Oral Presentation Sydney Spinal Symposium 2025

Role of Gut Microbiome Dysbiosis in Patients with Chronic Low Back Pain: Results from an Age, Sex and BMI Matched Study. (124550)

Stone Sima 1 , Thomas Jeffries 2 , Alisha Sial 1 3 , Suhani Sharma 1 , Neha Chopra 1 4 , Fan Zhang 5 , Georgina Hold 5 , Ashish Diwan 1 3 4
  1. Spine Labs, St George and Sutherland Clinical School, Sydney, NSW, Australia
  2. School of Science, Western Sydney University, Sydney, NSW, Australia
  3. Spinal Unit, Discipline of Orthopaedic Surgery, School of Medicine, University of Adelaide, Adelaide, Australia
  4. Spine Service at St George and Sutherland Clinical School, Sydney, NSW, Australia
  5. Microbiome Research Centre, St George and Sutherland Clinical Campuses, University of New South Wales, Sydney, NSW, Australia

Introduction
Chronic low back pain (LBP) is the leading cause of disability worldwide, yet its underlying pathophysiology remains poorly understood. Current diagnostic techniques rely heavily on imaging, which is insufficient for identifying inflammatory or systemic contributors to LBP. Emerging evidence suggests a role for gut microbiome dysbiosis in inflammatory pain pathways, yet its specific contribution to chronic LBP remains unclear.

 

Methods
We conducted an age-, sex-, and BMI-matched case-control study including 28 patients with chronic LBP (>3 months, Pfirmann grade <4, no endplate changes, spondylolisthesis, or scoliosis) and 28 healthy controls. Stool samples underwent 16S rRNA V4 sequencing, and data were processed using QIIME2. Alpha and beta diversity, and taxonomic composition at phylum and genus levels, were compared using Mann-Whitney U tests.

Results
There were no significant differences in age, sex, BMI, or race between groups.

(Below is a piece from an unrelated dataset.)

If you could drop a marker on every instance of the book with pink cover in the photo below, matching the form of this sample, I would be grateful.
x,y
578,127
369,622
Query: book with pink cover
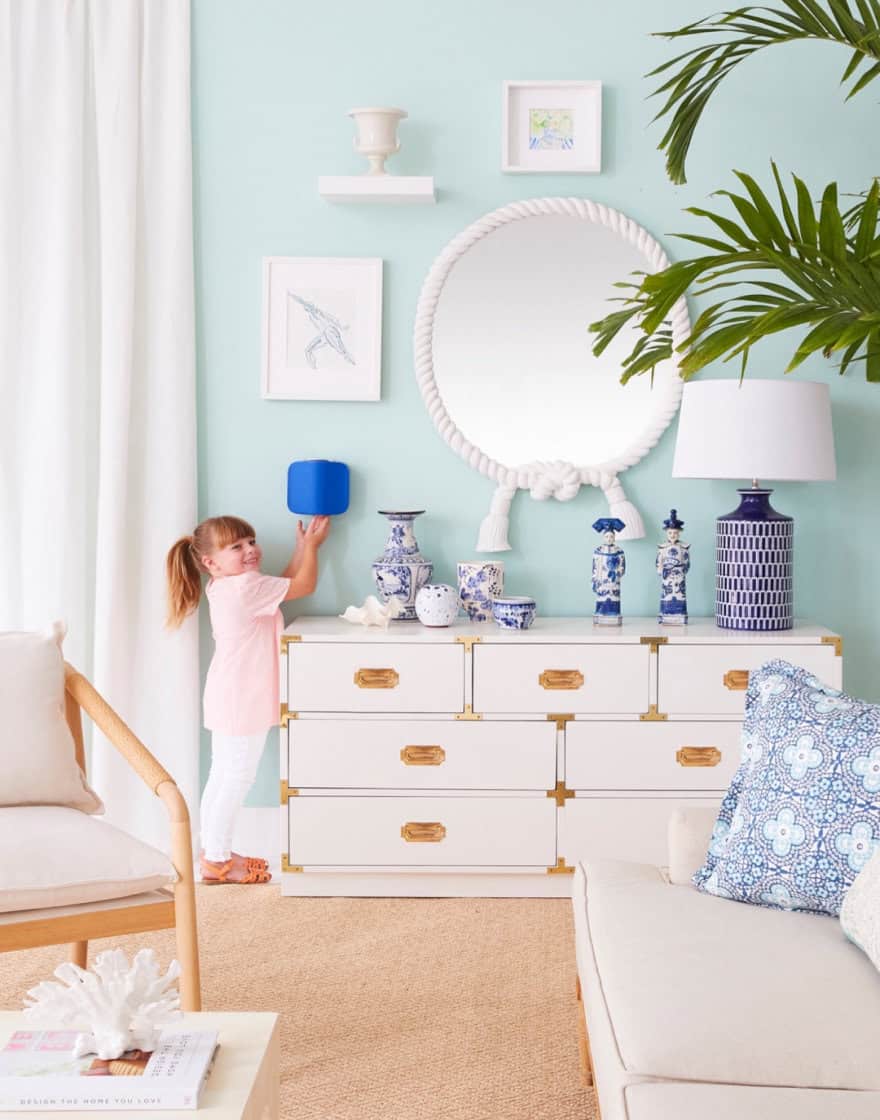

LBP patients showed reduced alpha diversity (U=517, p=0.003, r=0.395) and distinct beta diversity clustering (PERMANOVA, p<0.05). At the phylum level, Proteobacteria (U=91, p<0.001) and Desulfobacterota (U=73, p<0.001) were elevated, while Bacteroidota (U=524, p=0.031) was reduced in LBP patients. At the genus level, Prevotella (U=272, p=0.045) and Faecalibacterium (U=254, p=0.024) were increased, and Parabacteroides (U=621, p<0.001) was depleted.

Conclusions
These findings indicate that gut microbiome dysbiosis may play a key role in chronic LBP among patients without identifiable surgical pathologies, likely through systemic inflammation, reinforcing the "gut-disc axis" hypothesis. Given the limitations of conventional diagnostic tools and management strategies, microbiome profiling may provide novel biomarkers for LBP and inform microbiome-targeted therapies such as probiotics, dietary modifications, and fecal microbiota transplantation. Future research should explore causal relationships and strain-specific microbial effects to refine microbiome-based interventions for chronic LBP.